6

5.2K 751 54
                                    

"Jemput Arka aja yok! Aku kangen tau sama itu bocah."

"Enggak Bani, saya nanti sore ada shift sedangkan kamu harus ke studio Bintaro kan? Mending Arka sama Nenek Kakeknya hari ini."

"Tapi Arka udah tiga hari Ra di rumah neneknya, itu apa nggak kelamaan? Nanti kalau kita udah nikah, kamu masih mau nitipin Arka terus-terusan di neneknya? Mending aku sama kamu yang nanti ganti-gantian jagain di rumah."

Lagi, Ara suka tiba-tiba tidak tahu mau membalas apa kalau Bani berakhir bicara soal pernikahan seperti ini. Di satu sisi jantungnya rasanya mau meledak, di sisi lain ia merasa bersalah karena masih belum berani jujur pada lelaki yang sekarang sudah menobatkan diri menjadi pacarnya itu.

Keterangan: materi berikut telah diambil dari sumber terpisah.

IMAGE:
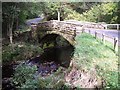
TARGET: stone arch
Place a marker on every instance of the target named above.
(57, 33)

"Habis makan, taro aja piring kamu di westafel ya Bani."

Bani mengangguk sambil menyuapkan sendokan terakhir nasinya ke mulut. Ia minum air dari gelas di samping dan segera meletakan piring dan gelas kotornya di westafel untuk kemudian ia cuci sendiri. Bani tidak akan membiarkan Ara menghabiskan waktu hanya untuk mencucikan piring kotornya.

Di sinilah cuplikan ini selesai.